India To Continue Its Planned Development Of Chabahar Port In Spite Of USA Iran Tiffs
In the budget for 2020-21 announced on 01 Feb2020, Finance Minister Nirmala Sitharaman has earmarked Rs17,372.27 crore for the Indian foreign ministry, marginally higher than what was allocated in the 2019-20 budget in which the ministry was allocated Rs17,346.71 crore. The reduction in budget outlay was most significant for Nepal, where the reduction has been Rs400 crore – from Rs1,200 crore in the 2019-20 budget to Rs800 crore in the 2020-21 budget.
India has signaled its intent to press ahead with development of the Chabahar port in Iran with the allocation of Rs100 crore in the budget of the Indian foreign ministry. The port is of strategic significance to India given that New Delhi sees it as the route to access landlocked Afghanistan and Central Asia by passing Pakistan.
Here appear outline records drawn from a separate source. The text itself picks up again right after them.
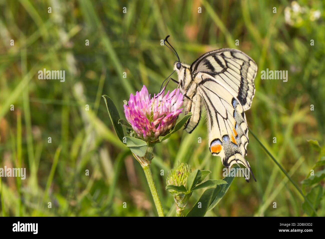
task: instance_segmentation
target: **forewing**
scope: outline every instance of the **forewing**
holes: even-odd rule
[[[192,113],[192,116],[187,121],[184,126],[184,129],[190,134],[199,124],[201,118],[201,98],[196,94],[191,100],[186,98],[184,99],[184,104],[185,106],[186,114],[189,112]]]
[[[238,100],[243,110],[250,108],[257,67],[245,53],[230,48],[210,51],[193,62],[190,70],[195,76],[202,73],[214,78]]]

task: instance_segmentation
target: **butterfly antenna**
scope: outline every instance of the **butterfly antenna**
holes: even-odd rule
[[[166,46],[168,47],[168,48],[169,48],[170,49],[170,50],[171,50],[174,53],[174,54],[175,54],[175,55],[177,57],[177,59],[178,60],[178,62],[179,62],[180,61],[179,57],[178,56],[178,54],[177,54],[177,52],[176,51],[176,50],[174,48],[174,47],[173,47],[173,46],[170,45],[170,43],[168,42],[168,40],[167,40],[167,38],[168,38],[169,37],[169,35],[168,35],[165,38],[165,39],[163,40],[164,45],[165,45]],[[170,47],[168,46],[168,45],[165,45],[164,44],[165,42],[167,42],[167,43],[168,44],[168,45],[169,45],[169,46],[170,46],[172,48],[173,48],[173,50],[172,50],[172,48],[171,48]],[[173,50],[174,50],[173,51]]]
[[[177,60],[178,60],[178,62],[179,62],[179,61],[180,61],[180,60],[179,60],[179,57],[178,56],[178,54],[177,54],[177,52],[176,51],[176,50],[174,48],[174,47],[173,47],[173,46],[172,46],[171,45],[170,45],[170,43],[169,43],[169,42],[168,42],[168,40],[167,40],[167,38],[168,38],[168,37],[169,37],[169,36],[170,36],[169,35],[168,35],[168,36],[167,36],[165,38],[165,39],[164,39],[164,40],[163,40],[164,45],[166,46],[167,46],[168,48],[169,48],[169,49],[170,50],[171,50],[173,52],[173,53],[174,53],[174,54],[175,54],[175,55],[176,56],[176,57],[177,57]],[[168,46],[168,45],[167,45],[167,44],[165,44],[165,42],[167,42],[167,43],[168,43],[168,45],[169,45],[169,46],[170,46],[170,47],[169,46]],[[171,48],[170,48],[171,47]],[[175,71],[174,71],[170,75],[169,75],[168,76],[168,77],[167,77],[167,78],[166,78],[165,79],[165,80],[164,80],[164,81],[162,82],[162,84],[161,86],[160,86],[160,90],[159,90],[159,92],[160,93],[161,92],[162,89],[162,86],[163,85],[163,84],[165,83],[165,82],[167,80],[167,79],[168,79],[170,77],[170,76],[172,75],[175,72]],[[157,95],[157,96],[156,97],[158,97],[158,96],[159,96],[159,94],[158,94],[158,95]]]

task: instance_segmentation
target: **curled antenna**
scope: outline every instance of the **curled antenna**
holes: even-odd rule
[[[178,56],[178,54],[177,54],[177,52],[176,52],[176,50],[175,50],[175,49],[174,49],[174,47],[173,47],[173,46],[172,46],[171,45],[170,45],[170,43],[168,42],[168,40],[167,40],[167,38],[169,37],[169,35],[168,35],[165,38],[165,39],[163,40],[164,45],[165,45],[166,46],[168,47],[168,48],[169,48],[170,49],[170,50],[171,50],[174,53],[174,54],[175,54],[175,55],[176,57],[177,57],[177,59],[178,59],[178,62],[179,62],[179,57]],[[173,51],[173,50],[172,50],[172,48],[171,48],[170,47],[168,46],[167,46],[167,45],[165,45],[165,42],[167,42],[167,43],[168,43],[168,45],[169,45],[169,46],[170,46],[172,48],[173,48],[173,50],[174,50]]]
[[[178,56],[178,54],[177,54],[177,52],[176,52],[176,50],[175,50],[175,49],[174,48],[174,47],[173,47],[173,46],[172,46],[171,45],[170,45],[170,43],[168,42],[168,40],[167,40],[167,38],[168,38],[169,37],[169,35],[168,35],[168,36],[167,36],[165,38],[165,39],[164,39],[164,40],[163,40],[164,45],[166,46],[167,46],[168,48],[169,48],[169,49],[170,49],[170,50],[171,50],[174,53],[174,54],[175,54],[175,55],[176,56],[176,57],[177,57],[177,59],[178,60],[178,62],[179,62],[179,61],[180,61],[180,60],[179,60],[179,57]],[[169,46],[170,46],[170,47],[169,47],[169,46],[168,46],[168,45],[167,45],[167,44],[165,44],[165,42],[167,42],[167,43],[168,43],[168,45],[169,45]],[[170,48],[171,47],[172,47],[172,48]],[[168,78],[169,78],[170,77],[170,76],[172,75],[173,74],[173,73],[175,72],[175,71],[174,71],[170,75],[169,75],[168,76],[168,77],[167,77],[167,78],[166,78],[165,79],[165,80],[164,80],[164,81],[162,82],[162,86],[160,86],[160,90],[159,90],[159,92],[161,92],[162,89],[162,86],[163,85],[163,83],[164,83],[167,80],[167,79],[168,79]],[[159,95],[159,94],[157,96]]]

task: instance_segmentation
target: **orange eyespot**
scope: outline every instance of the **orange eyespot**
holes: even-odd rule
[[[221,151],[222,148],[220,144],[214,144],[211,146],[211,152],[218,153]]]
[[[235,134],[235,137],[237,137],[237,131],[236,131],[236,130],[235,129],[235,128],[233,127],[232,130],[234,131],[234,133]]]
[[[231,138],[231,142],[232,142],[234,144],[237,144],[237,142],[236,142],[236,139],[235,139],[235,138],[234,138],[234,136],[232,135],[231,136],[231,137],[230,138]]]

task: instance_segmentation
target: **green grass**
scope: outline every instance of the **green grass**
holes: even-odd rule
[[[290,177],[250,134],[245,158],[257,181],[235,179],[208,215],[306,215],[304,197],[290,181],[301,188],[318,160],[306,140],[325,144],[325,11],[322,1],[297,2],[319,10],[320,18],[311,21],[302,14],[301,21],[289,25],[286,0],[1,2],[0,167],[26,167],[27,176],[0,178],[0,215],[157,215],[143,170],[115,134],[100,96],[110,97],[124,117],[123,100],[130,93],[143,84],[157,93],[176,60],[160,45],[170,35],[181,61],[188,64],[226,47],[254,59],[258,70],[248,126]],[[39,79],[44,68],[65,70],[65,81]],[[267,68],[288,70],[288,82],[261,79]],[[164,188],[177,161],[211,171],[209,179],[223,178],[220,159],[209,151],[205,121],[192,134],[180,130],[155,148],[151,170],[166,215],[175,214]],[[193,193],[186,213],[202,192]],[[316,210],[325,216],[323,197]]]

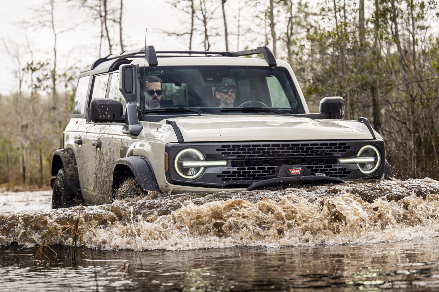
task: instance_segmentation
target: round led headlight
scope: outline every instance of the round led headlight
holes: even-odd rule
[[[194,179],[203,174],[205,167],[202,163],[197,162],[204,161],[204,155],[194,148],[186,148],[178,152],[175,157],[174,167],[176,172],[181,177],[186,179]],[[191,162],[190,166],[184,165],[185,162]],[[197,165],[199,164],[199,166]]]
[[[375,172],[381,163],[379,150],[371,145],[367,145],[360,149],[357,154],[357,157],[358,159],[364,158],[365,162],[358,162],[357,165],[365,174],[371,174]]]

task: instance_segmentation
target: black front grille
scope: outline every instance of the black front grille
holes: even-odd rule
[[[342,157],[355,157],[367,144],[378,147],[381,155],[384,143],[377,140],[332,141],[270,141],[168,143],[169,154],[167,180],[173,184],[206,187],[247,187],[252,183],[275,177],[281,165],[299,164],[311,175],[323,173],[342,179],[378,177],[381,167],[368,176],[355,163],[340,164]],[[227,160],[227,166],[206,167],[199,178],[189,180],[180,176],[173,164],[177,154],[185,148],[194,148],[205,154],[206,160]]]
[[[302,158],[298,159],[233,160],[227,170],[216,176],[223,182],[257,181],[274,174],[278,167],[282,165],[301,164],[306,166],[311,175],[324,173],[328,176],[345,179],[351,171],[337,164],[335,158]]]
[[[237,158],[281,158],[339,156],[350,148],[345,143],[252,143],[221,145],[216,151]]]

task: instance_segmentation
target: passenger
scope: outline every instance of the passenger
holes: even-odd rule
[[[215,97],[220,100],[220,107],[234,106],[236,84],[231,79],[225,78],[223,84],[215,88]]]
[[[147,109],[160,108],[163,94],[162,83],[162,79],[157,76],[147,76],[145,78],[145,108]]]

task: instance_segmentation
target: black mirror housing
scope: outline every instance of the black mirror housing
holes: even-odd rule
[[[326,113],[329,119],[342,119],[345,116],[345,101],[341,96],[327,96],[320,102],[320,112]]]
[[[119,90],[126,101],[124,134],[139,136],[143,127],[139,123],[137,101],[140,100],[140,84],[137,79],[138,65],[128,64],[120,67]]]
[[[90,119],[94,123],[111,123],[119,120],[123,113],[120,102],[110,99],[92,99],[90,104]]]

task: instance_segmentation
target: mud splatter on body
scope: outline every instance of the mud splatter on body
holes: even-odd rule
[[[439,235],[439,182],[349,182],[212,194],[150,192],[112,204],[0,215],[0,244],[31,246],[74,225],[104,249],[184,250],[398,241]],[[71,245],[65,232],[54,244]]]

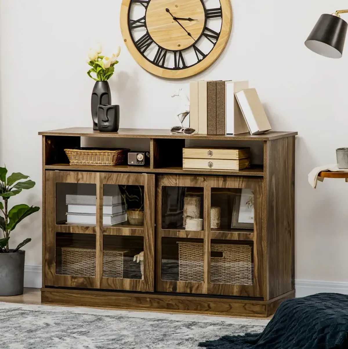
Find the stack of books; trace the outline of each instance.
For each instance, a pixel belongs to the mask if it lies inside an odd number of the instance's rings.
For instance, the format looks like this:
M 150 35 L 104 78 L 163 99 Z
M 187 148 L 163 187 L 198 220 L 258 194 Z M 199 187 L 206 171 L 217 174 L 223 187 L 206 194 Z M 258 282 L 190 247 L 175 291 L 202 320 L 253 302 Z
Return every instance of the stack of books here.
M 190 127 L 203 134 L 263 133 L 272 129 L 255 89 L 249 82 L 191 81 Z
M 91 195 L 67 195 L 67 223 L 80 225 L 97 224 L 96 198 Z M 126 206 L 121 194 L 103 198 L 103 225 L 112 225 L 127 220 Z

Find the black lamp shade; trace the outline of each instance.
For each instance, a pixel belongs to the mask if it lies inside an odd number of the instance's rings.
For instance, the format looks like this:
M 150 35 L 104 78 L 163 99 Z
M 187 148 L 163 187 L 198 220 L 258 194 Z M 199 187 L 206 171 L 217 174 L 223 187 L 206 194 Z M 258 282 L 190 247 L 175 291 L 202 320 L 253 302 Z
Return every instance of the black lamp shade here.
M 342 57 L 348 24 L 333 15 L 321 15 L 304 44 L 310 50 L 330 58 Z

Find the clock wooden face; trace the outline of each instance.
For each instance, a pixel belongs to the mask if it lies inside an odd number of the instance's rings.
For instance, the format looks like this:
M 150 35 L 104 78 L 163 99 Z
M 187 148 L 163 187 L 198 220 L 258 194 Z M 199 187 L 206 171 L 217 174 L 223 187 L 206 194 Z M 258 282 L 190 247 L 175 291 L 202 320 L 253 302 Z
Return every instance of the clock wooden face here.
M 232 25 L 230 0 L 122 0 L 121 26 L 132 56 L 164 77 L 192 76 L 218 58 Z

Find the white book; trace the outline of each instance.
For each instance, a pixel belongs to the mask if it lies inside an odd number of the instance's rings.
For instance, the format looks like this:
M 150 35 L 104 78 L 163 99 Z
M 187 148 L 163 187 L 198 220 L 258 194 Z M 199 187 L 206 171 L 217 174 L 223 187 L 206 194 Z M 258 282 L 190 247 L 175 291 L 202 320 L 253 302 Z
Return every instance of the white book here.
M 208 133 L 207 81 L 198 82 L 198 133 Z
M 104 215 L 103 216 L 103 225 L 112 225 L 114 224 L 126 222 L 127 220 L 126 213 L 119 213 L 116 215 Z M 81 225 L 95 225 L 97 224 L 97 216 L 96 215 L 87 213 L 84 214 L 67 213 L 67 223 Z
M 248 81 L 225 82 L 225 115 L 226 134 L 239 134 L 249 132 L 235 94 L 249 87 Z
M 115 205 L 103 206 L 103 214 L 114 215 L 116 213 L 122 213 L 126 211 L 126 207 L 124 204 L 116 203 Z M 96 205 L 68 205 L 68 213 L 91 213 L 97 214 Z
M 67 205 L 95 205 L 97 197 L 94 195 L 67 194 L 66 198 Z M 103 198 L 103 204 L 106 206 L 111 206 L 121 203 L 122 201 L 122 196 L 120 193 L 112 196 L 105 195 Z
M 199 133 L 198 128 L 198 81 L 190 83 L 190 127 Z
M 243 90 L 235 95 L 251 134 L 264 133 L 272 129 L 255 88 Z

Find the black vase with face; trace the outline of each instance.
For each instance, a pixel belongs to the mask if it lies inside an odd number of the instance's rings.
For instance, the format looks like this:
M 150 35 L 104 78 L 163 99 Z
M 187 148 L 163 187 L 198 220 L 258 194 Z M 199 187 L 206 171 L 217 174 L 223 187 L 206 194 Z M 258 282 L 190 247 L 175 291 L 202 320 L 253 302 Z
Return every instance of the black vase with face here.
M 98 129 L 101 132 L 117 132 L 120 126 L 120 106 L 98 106 Z
M 98 106 L 111 104 L 111 95 L 107 81 L 96 81 L 92 92 L 91 110 L 93 129 L 98 129 Z

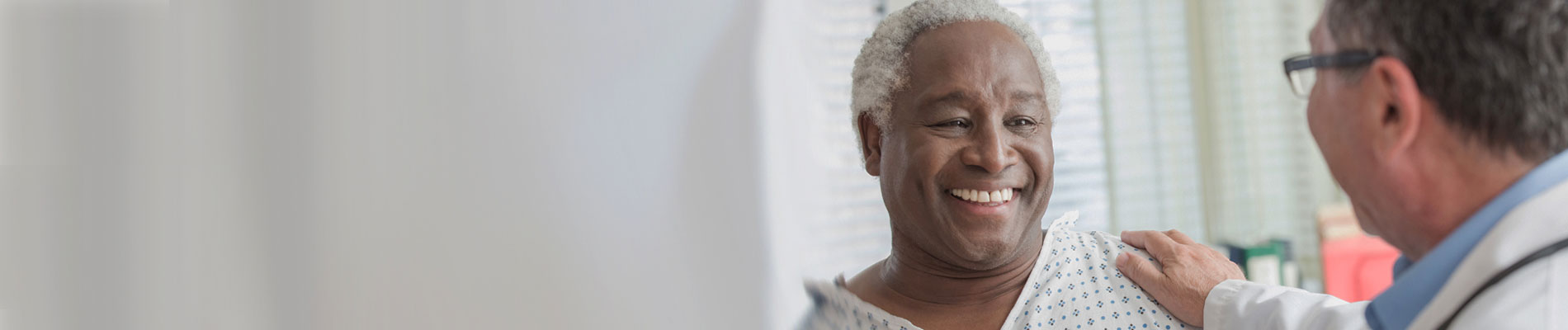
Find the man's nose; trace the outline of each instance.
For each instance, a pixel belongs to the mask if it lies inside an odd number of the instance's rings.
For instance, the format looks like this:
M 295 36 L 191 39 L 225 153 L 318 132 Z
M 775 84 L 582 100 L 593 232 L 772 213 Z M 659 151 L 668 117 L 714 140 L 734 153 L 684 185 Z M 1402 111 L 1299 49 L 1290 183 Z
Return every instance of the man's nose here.
M 963 153 L 966 166 L 980 167 L 988 174 L 1000 174 L 1019 161 L 1018 150 L 1007 142 L 1007 128 L 1002 124 L 978 125 L 971 139 L 972 142 Z

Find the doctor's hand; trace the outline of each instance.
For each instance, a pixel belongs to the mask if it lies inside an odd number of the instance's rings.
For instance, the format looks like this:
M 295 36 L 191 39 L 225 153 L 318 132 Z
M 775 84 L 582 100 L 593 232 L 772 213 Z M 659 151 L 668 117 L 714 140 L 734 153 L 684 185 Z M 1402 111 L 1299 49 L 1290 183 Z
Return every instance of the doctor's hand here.
M 1116 269 L 1143 286 L 1182 322 L 1203 327 L 1203 302 L 1225 280 L 1247 280 L 1242 269 L 1218 250 L 1187 235 L 1168 231 L 1121 231 L 1121 241 L 1148 250 L 1159 267 L 1131 252 L 1116 256 Z

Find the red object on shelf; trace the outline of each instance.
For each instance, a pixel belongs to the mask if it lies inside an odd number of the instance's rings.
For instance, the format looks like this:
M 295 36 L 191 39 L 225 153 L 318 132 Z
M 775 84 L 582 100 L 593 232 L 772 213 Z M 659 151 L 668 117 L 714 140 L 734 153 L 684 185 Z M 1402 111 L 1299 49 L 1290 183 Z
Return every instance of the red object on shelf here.
M 1356 235 L 1323 242 L 1323 289 L 1345 302 L 1372 300 L 1394 283 L 1399 250 Z

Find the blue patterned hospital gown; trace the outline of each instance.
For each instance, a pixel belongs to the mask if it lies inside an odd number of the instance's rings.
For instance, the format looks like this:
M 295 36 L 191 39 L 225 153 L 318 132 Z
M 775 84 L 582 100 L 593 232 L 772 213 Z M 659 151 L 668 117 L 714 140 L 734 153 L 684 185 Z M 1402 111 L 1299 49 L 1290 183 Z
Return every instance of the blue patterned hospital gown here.
M 1116 328 L 1170 330 L 1196 328 L 1176 321 L 1142 288 L 1116 271 L 1116 255 L 1148 253 L 1123 244 L 1104 231 L 1073 231 L 1077 213 L 1068 213 L 1047 227 L 1040 261 L 1029 274 L 1029 285 L 1013 303 L 1002 330 Z M 1152 261 L 1152 260 L 1151 260 Z M 914 330 L 903 317 L 870 305 L 844 288 L 840 280 L 812 280 L 806 291 L 815 303 L 801 322 L 811 330 Z

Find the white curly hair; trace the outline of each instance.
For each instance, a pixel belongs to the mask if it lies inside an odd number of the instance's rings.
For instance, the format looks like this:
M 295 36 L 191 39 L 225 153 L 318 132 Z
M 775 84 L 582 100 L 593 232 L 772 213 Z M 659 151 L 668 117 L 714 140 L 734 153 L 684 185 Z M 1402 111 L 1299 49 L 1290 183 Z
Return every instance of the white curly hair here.
M 1035 53 L 1040 80 L 1046 84 L 1046 108 L 1054 119 L 1062 108 L 1062 83 L 1057 81 L 1057 70 L 1051 67 L 1051 55 L 1022 17 L 994 0 L 920 0 L 887 14 L 872 38 L 866 39 L 861 55 L 855 58 L 855 70 L 850 72 L 855 81 L 850 88 L 850 109 L 853 109 L 850 124 L 855 125 L 861 116 L 870 114 L 872 122 L 886 130 L 892 113 L 892 94 L 905 88 L 909 80 L 909 69 L 905 64 L 909 42 L 927 30 L 975 20 L 1007 25 Z M 859 135 L 859 130 L 855 131 Z

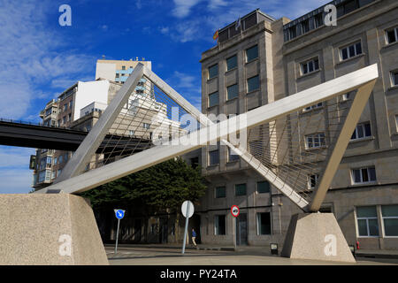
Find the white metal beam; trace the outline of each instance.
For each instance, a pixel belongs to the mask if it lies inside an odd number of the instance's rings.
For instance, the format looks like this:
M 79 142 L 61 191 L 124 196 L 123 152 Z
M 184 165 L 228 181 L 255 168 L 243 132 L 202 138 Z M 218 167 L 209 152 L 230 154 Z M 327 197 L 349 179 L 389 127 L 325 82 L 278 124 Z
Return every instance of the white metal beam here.
M 134 156 L 89 171 L 84 174 L 65 180 L 62 182 L 54 184 L 36 193 L 45 193 L 48 188 L 63 189 L 65 193 L 79 193 L 88 190 L 192 151 L 206 145 L 207 142 L 212 142 L 213 140 L 219 140 L 221 134 L 218 128 L 227 129 L 226 131 L 226 133 L 223 133 L 223 135 L 249 129 L 272 121 L 295 111 L 302 110 L 307 106 L 313 105 L 318 102 L 331 99 L 332 97 L 356 89 L 376 78 L 378 78 L 378 68 L 377 65 L 373 65 L 239 115 L 236 121 L 241 120 L 240 117 L 244 115 L 247 120 L 245 126 L 237 123 L 235 126 L 228 126 L 231 124 L 231 119 L 221 121 L 218 124 L 202 128 L 197 132 L 175 139 L 178 141 L 172 141 L 172 144 L 149 149 Z M 201 142 L 189 144 L 189 140 L 198 141 L 197 137 L 199 137 Z M 175 146 L 172 144 L 179 145 Z
M 356 97 L 352 102 L 351 108 L 347 115 L 344 125 L 340 133 L 339 138 L 334 145 L 331 145 L 332 155 L 327 160 L 326 167 L 324 171 L 319 186 L 314 192 L 314 196 L 310 206 L 307 208 L 309 211 L 318 211 L 326 196 L 326 192 L 330 187 L 332 180 L 336 173 L 341 158 L 348 145 L 352 133 L 354 132 L 356 124 L 361 117 L 364 109 L 368 103 L 369 96 L 373 89 L 376 80 L 373 80 L 367 84 L 358 88 Z
M 157 85 L 157 88 L 159 88 L 163 92 L 166 93 L 185 111 L 196 119 L 196 120 L 198 120 L 202 125 L 210 126 L 214 124 L 206 115 L 203 115 L 195 107 L 189 103 L 181 95 L 175 91 L 151 70 L 144 67 L 144 75 L 148 77 L 155 85 Z M 241 147 L 237 149 L 225 139 L 221 139 L 221 142 L 238 154 L 241 158 L 246 161 L 251 167 L 253 167 L 255 171 L 270 181 L 273 186 L 275 186 L 275 187 L 277 187 L 282 194 L 284 194 L 300 208 L 303 209 L 309 204 L 305 199 L 303 199 L 280 178 L 275 175 L 270 168 L 263 164 L 259 160 L 248 152 L 248 150 Z

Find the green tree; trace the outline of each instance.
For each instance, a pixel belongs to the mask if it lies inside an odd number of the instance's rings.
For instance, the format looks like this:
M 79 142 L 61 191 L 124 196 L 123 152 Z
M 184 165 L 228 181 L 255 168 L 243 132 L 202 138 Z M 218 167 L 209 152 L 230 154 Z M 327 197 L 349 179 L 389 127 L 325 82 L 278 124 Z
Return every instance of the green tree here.
M 197 203 L 206 186 L 200 167 L 192 168 L 182 158 L 170 159 L 81 194 L 94 207 L 127 204 L 140 201 L 159 210 L 179 213 L 186 200 Z

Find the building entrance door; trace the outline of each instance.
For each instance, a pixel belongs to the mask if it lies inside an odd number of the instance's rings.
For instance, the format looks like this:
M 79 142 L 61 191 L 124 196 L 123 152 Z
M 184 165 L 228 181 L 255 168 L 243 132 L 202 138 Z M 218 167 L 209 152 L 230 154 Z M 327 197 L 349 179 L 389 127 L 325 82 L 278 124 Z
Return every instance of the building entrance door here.
M 241 213 L 236 218 L 236 244 L 248 244 L 248 215 Z
M 168 242 L 168 226 L 167 218 L 160 218 L 159 242 L 164 244 Z

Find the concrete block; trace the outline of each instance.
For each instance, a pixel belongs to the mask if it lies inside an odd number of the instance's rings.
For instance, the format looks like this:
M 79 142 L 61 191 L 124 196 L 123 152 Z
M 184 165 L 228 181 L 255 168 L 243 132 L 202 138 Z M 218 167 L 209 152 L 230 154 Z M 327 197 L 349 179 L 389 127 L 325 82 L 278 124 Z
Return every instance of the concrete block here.
M 0 265 L 109 264 L 93 210 L 69 194 L 0 195 Z
M 356 262 L 333 213 L 293 215 L 281 255 L 298 259 Z

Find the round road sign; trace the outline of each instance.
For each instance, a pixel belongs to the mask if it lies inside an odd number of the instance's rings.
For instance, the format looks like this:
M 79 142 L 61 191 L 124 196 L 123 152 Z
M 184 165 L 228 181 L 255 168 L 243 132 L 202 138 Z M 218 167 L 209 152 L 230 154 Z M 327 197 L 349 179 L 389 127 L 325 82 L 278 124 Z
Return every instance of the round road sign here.
M 190 218 L 193 215 L 194 215 L 194 211 L 195 211 L 195 208 L 194 208 L 194 203 L 192 203 L 192 202 L 190 201 L 185 201 L 184 203 L 182 203 L 181 205 L 181 212 L 182 215 L 186 218 L 187 217 L 187 206 L 189 203 L 189 211 L 188 211 L 188 218 Z
M 237 218 L 239 215 L 239 207 L 236 205 L 233 205 L 231 207 L 231 214 L 233 215 L 233 217 Z
M 114 211 L 115 211 L 116 218 L 117 218 L 118 219 L 121 219 L 121 218 L 123 218 L 125 217 L 125 211 L 126 211 L 126 210 L 114 210 Z

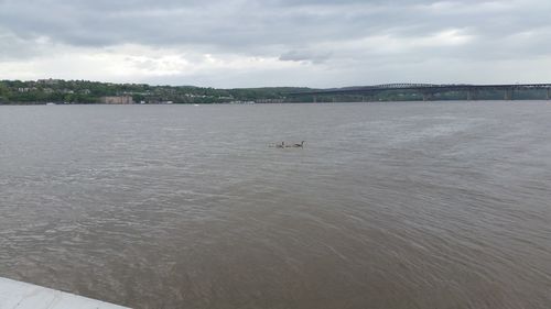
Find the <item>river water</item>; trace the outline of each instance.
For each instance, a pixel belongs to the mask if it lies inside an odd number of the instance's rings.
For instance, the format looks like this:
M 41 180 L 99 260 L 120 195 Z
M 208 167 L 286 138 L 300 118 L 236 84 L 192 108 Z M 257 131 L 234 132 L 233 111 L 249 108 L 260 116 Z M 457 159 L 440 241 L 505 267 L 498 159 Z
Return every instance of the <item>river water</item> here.
M 134 308 L 550 308 L 550 132 L 547 101 L 0 107 L 0 276 Z

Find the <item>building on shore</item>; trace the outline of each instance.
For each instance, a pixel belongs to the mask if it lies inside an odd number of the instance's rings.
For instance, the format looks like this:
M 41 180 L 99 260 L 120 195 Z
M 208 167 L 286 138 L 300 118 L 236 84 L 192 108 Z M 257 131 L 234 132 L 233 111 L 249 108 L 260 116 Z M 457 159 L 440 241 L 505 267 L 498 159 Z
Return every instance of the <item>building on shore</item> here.
M 104 104 L 133 104 L 134 100 L 131 96 L 114 96 L 102 97 L 99 101 Z

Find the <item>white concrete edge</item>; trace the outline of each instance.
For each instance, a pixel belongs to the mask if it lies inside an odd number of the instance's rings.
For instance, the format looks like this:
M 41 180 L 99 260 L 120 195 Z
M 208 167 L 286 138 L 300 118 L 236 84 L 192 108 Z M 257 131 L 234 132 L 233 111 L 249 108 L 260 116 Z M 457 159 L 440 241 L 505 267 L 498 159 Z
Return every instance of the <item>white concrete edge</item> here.
M 0 277 L 0 309 L 130 309 Z

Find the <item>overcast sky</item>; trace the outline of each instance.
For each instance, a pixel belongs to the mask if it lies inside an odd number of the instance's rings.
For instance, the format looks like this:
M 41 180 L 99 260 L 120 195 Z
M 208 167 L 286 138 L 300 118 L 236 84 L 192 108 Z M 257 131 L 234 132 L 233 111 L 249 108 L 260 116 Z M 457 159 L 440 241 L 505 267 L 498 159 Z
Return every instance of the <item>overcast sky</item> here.
M 550 14 L 550 0 L 0 0 L 0 79 L 551 82 Z

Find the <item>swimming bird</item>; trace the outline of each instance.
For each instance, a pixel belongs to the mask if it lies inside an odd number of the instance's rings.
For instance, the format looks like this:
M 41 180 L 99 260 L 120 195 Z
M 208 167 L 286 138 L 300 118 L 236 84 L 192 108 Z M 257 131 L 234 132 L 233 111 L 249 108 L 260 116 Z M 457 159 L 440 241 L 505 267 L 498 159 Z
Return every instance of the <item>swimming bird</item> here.
M 294 144 L 293 147 L 304 148 L 304 141 L 302 141 L 300 144 Z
In the case of Chabahar, the allocation has gone up by Rs55 crore from Rs45 crore in the 2019-20 budget. This comes more than two months after the US gave in a writing that it would help facilitate global banks to fund the purchase of equipment at Chabahar port — during the Indo-US “2+2″ meeting of foreign and defence ministers in Washington in December. The US had then included a confirmation that it will not interfere or object to the development of the Chabahar port and a rail link provided there was no involvement of Iran’s Islamic Revolutionary Guard Corps.
Analysts in New Delhi say the allocation of resources for Chabahar port is a signal to both Iran and Afghanistan that India is committed to the project first agreed to in 2003.
Getting Indian private companies to undertake any activity at Chabahar has been a non-starter given that Indian firms have been nervous of US interference despite assurances that India had received from the US on developing the Iranian port.
Besides Chabahar, the government has also increased allocation for the port project in Iran and Rs140 crore to Seychelles where it has been keen to develop a coast guard facility. An agreement to this effect was signed in 2015 during Prime Minister Narendra Modi’s visit to the archipelago nation but internal political differences in the Seychelles have resulted in the project slowing down. The 2015 pact was seen as important in the context of India underlining its presence in the Indian Ocean region against the backdrop of China increasing its profile in the region considered India’s backyard.